Harianjogja.com, JOGJA—Sejumlah permasalahan ditemukan dalam penyaluran bantuan langsung tunai dana desa (BLT-DD) yang anggarannya bersumber dari dana desa. Selain belum semua desa melaporkan laporan pertanggungjawaban pencairan tahap pertama, ditemukan pula ratusan Kepala Keluarga (KK) ganda sebagai penerima BLT-DD.  

Selain itu keluarga penerima manfaat (KPM) BLT-DD juga ada yang terdaftar sebagai penerima bantuan sosial tunai (BST) Kemensos, Program Keluarga Harapan (PKH) dan Kartu Sembako. Permasalahan itu terungkap dalam rapat secara virtual tentang pengawasan alokasi dana desa 2020 yang digelar oleh DPD RI DIY pada Kamis (11/6/2020) lalu.

Kepala Badan Pemeriksa Keuangan dan Pembangunan (BPKP) DIY Slamet Tulus Wahyono menjelaskan, pihaknya menemukan adanya KPM yang terdata di beberapa program bantuan dobel. Baik terdata di BLT-DD, BST Kemensos, PKH atau Kartu Sembako. “Baik di PKH BLT-DD ini nama dengan nomer NIK/KK yang sama, harusnya kan tidak terjadi. Kalau sudah terdaftar di PKH, harusnya di BLT-DD tidak masuk lagi sebagai penerima, karena sudah dicover di PKH,” katanya.

Selain itu pada data penerima BLT-DD sendiri ditemukan ada ratusan penerima dengan data dobel. “Terdapat NIK [nomor induk kependudukan], nomor kartu keluarga ganda pada data penerima BLT-DD sebanyak 334 penerima,” ujarnya.

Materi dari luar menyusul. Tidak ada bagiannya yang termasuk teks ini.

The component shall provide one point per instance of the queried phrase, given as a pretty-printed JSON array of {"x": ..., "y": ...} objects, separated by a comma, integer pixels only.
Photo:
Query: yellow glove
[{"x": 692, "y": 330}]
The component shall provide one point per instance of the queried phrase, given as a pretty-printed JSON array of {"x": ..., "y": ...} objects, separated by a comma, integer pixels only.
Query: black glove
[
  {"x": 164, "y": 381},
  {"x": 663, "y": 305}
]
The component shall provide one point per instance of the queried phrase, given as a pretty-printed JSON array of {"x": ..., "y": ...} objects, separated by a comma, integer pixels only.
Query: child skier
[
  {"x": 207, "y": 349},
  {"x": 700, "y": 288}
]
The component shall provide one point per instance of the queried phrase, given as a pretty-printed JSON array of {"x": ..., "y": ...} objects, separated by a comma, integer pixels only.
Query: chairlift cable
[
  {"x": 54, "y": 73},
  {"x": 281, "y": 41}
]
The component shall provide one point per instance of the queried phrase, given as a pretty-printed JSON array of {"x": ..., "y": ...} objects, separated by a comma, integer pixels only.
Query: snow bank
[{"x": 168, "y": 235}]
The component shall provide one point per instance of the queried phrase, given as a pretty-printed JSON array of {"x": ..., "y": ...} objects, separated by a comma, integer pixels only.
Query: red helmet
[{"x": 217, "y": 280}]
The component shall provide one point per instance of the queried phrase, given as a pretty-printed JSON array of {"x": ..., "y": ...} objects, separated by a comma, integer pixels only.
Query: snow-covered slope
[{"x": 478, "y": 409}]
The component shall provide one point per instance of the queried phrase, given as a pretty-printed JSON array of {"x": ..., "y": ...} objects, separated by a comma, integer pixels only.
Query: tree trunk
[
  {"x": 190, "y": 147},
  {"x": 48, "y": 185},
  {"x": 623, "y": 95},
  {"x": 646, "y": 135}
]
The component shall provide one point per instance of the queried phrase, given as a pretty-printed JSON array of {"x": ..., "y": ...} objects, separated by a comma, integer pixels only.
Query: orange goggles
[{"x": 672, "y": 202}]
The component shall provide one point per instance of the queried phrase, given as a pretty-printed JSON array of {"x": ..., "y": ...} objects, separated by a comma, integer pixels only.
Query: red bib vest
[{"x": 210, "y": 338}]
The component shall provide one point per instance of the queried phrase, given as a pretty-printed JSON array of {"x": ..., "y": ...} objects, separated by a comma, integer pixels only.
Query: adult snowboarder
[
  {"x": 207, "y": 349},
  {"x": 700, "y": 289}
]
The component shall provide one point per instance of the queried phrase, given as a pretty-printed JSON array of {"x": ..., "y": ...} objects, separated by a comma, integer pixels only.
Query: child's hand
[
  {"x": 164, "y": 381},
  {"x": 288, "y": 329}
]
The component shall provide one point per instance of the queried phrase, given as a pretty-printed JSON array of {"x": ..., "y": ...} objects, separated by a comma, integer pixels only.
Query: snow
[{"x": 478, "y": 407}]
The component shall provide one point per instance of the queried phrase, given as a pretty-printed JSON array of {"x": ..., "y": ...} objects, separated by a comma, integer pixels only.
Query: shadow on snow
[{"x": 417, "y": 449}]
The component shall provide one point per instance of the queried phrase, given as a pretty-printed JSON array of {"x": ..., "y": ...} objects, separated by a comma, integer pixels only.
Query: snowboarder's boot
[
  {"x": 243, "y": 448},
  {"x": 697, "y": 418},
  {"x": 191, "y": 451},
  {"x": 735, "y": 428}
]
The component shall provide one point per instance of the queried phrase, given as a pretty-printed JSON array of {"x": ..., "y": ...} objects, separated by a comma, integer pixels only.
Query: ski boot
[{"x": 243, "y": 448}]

Secara umum data by name by address (BNBA) KPM penerima PKH, BST BLT-DD empat kabupaten di DIY total 617.020 KK, terdiri atas Bantul ada 194.216 KK yang terbagi dalam 18.199 KK penerima BLT-DD, 20.931 KK penerima BST dan 155.086 KK penerima PKH. Kemudian Sleman ada 170.326 KK yang terdiri atas penerima BLT-DD 13.219 KK, BST 30.778 KK, PKH sebanyak 126.329 KK, sedangkan Kulonprogo tercatat 57.352 KK dengan rincian BLT-DD sebanyak 6.161 KK, BST 20.824 KK, PKH sebanyak 30.367 KK. Gunungkidul tercatat total ada 195.126 KK terbagi dalam penerima BLT-DD ada 7.932 KK, BST 35.987 KK dan PKH 151.207 KK.

“Sampai dengan 31 Mei 2020 lalu, belum seluruh desa menyampaikan laporan pertanggungjawaban BLT-DD tahap pertama sehingga bupati belum dapat menyusun laporan kompilasi pelaksanaan BLT-DD dan laporan konsolidasi belanja tak terduga,” ujarnya.

Kepala Desa Kedundang Temon Kulonprogo Abdul Rosyid tidak menampik adanya data ganda seperti disampaikan BPKP DIY tersebut. Pihaknya bahkan harus menggelar musyawarah desa (Musdes) berkali-kali karena data dari pemerintah pusat yang tidak valid dan berubah-ubah. “Ini dikeluhkan hampir sebagian besar kepala desa karena data yang terus berubah, harusnya musdes bisa sekali tetapi terpaksa harus digelar berkali-kali demi mendapatkan data yang valid,” katanya.

Anggota DPD RI Cholid Mahmud menyatakan sebenarnya institusi DPD RI telah mengingatkan kemungkinan adanya persoalan ini kepada Kementerian Keuangan sebelum bantuan dicairkan. Terutama berkaitan dengan data yang harus diupdate dari bawah sehingga valid dan tidak ganda. Berbagai keluhan terkait penyaluran BLT-DD di DIY akan menjadi catatan untuk disampaikan ke Pemerintah Pusat.

“Termasuk persyaratannya yang juga dinilai cukup berat dan beberapa kepala desa kesulitan menjelaskan kepada warganya,” katanya.